Imam Mashadi sendiri, sebagai salah satu ahli waris, menyampaikan bahwa dirinya tidak sepakat atas pelepasan lahan tersebut. Dari tiga ahli waris, hanya dua yang menyetujui. Ia juga menyoroti ketimpangan nilai ganti rugi yang diterimanya.
“Tanah saya dihargai Rp1,3 juta per meter, padahal tanah di samping saya yang statusnya tanah perkebunan malah dihargai Rp1,8 juta. Ini jelas tidak adil,” tegas Imam.
Sementara itu, Berly, Panitera Pengadilan Negeri Kediri yang hadir dalam eksekusi, menyatakan bahwa pihak pengadilan terbuka terhadap keberatan dan upaya hukum lebih lanjut dari pihak termohon.
“Silakan ajukan keberatan melalui proses hukum yang tersedia.

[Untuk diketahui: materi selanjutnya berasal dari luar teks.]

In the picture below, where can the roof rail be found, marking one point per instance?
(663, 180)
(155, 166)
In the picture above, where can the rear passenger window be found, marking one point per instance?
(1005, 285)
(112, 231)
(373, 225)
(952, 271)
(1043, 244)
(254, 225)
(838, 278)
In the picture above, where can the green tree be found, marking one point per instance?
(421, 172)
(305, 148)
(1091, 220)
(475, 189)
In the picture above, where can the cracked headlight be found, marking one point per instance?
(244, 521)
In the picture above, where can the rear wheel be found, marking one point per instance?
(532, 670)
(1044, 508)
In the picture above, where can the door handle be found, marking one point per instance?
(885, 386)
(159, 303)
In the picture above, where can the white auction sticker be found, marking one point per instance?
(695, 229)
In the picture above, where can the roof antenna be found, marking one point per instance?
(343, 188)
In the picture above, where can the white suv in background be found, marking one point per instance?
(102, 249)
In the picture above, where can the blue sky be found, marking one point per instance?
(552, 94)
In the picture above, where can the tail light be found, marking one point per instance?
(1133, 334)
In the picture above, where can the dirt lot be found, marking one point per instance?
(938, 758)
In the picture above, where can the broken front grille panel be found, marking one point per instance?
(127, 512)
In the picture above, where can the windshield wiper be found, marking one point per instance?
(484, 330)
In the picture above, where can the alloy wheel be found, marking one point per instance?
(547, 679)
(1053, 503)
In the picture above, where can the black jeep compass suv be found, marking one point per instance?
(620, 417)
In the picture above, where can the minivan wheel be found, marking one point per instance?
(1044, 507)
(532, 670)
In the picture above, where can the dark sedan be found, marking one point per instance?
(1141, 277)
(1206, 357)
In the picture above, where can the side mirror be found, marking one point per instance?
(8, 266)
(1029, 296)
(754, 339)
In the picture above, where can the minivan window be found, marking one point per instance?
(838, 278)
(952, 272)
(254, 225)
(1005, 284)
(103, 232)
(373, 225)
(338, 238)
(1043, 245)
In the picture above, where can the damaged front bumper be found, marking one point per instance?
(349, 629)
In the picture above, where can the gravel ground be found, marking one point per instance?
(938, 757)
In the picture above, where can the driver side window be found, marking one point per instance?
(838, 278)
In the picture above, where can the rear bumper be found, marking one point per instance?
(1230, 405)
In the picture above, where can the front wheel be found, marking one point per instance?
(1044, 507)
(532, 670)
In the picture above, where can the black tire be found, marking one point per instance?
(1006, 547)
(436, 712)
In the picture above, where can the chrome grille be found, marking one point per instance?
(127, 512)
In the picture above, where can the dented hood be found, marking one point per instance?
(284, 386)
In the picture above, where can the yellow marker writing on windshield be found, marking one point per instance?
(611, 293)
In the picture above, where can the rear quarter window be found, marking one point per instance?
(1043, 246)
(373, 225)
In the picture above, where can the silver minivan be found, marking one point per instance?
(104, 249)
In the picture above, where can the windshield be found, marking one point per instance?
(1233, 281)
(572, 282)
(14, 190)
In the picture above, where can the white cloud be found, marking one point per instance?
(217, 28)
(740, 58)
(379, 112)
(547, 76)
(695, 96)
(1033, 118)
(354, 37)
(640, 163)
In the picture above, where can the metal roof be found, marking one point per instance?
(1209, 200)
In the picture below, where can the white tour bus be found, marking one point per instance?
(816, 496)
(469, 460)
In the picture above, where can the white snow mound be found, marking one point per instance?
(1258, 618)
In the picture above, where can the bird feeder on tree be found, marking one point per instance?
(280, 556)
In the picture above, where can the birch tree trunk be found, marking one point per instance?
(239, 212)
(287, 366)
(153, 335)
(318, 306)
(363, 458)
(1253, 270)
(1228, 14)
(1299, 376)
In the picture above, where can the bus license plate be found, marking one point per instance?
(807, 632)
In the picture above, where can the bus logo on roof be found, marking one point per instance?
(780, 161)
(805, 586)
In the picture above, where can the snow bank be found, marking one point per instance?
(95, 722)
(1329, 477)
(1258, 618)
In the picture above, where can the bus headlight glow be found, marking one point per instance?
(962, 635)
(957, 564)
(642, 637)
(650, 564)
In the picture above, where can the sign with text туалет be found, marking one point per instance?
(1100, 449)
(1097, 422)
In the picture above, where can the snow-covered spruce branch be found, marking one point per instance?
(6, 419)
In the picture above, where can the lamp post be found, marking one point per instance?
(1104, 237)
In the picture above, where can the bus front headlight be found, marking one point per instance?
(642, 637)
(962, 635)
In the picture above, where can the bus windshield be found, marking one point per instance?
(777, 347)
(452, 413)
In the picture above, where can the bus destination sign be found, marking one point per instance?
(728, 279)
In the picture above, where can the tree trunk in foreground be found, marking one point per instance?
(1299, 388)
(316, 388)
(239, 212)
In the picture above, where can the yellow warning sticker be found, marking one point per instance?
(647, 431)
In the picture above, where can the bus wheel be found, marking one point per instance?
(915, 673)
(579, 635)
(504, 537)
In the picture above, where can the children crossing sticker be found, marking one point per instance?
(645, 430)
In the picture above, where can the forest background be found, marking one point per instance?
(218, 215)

Jika nanti dalam prosesnya pihak termohon menang, kami siap mengeksekusi pemulihan,” jelas Berly.
Eksekusi ini menjadi pengingat bahwa dalam pelaksanaan proyek infrastruktur strategis, kecepatan pembangunan harus diimbangi dengan perlindungan hak-hak warga, kejelasan prosedur, dan kepastian hukum. Tanpa itu, potensi konflik dan penolakan publik akan terus mengiringi langkah pembangunan.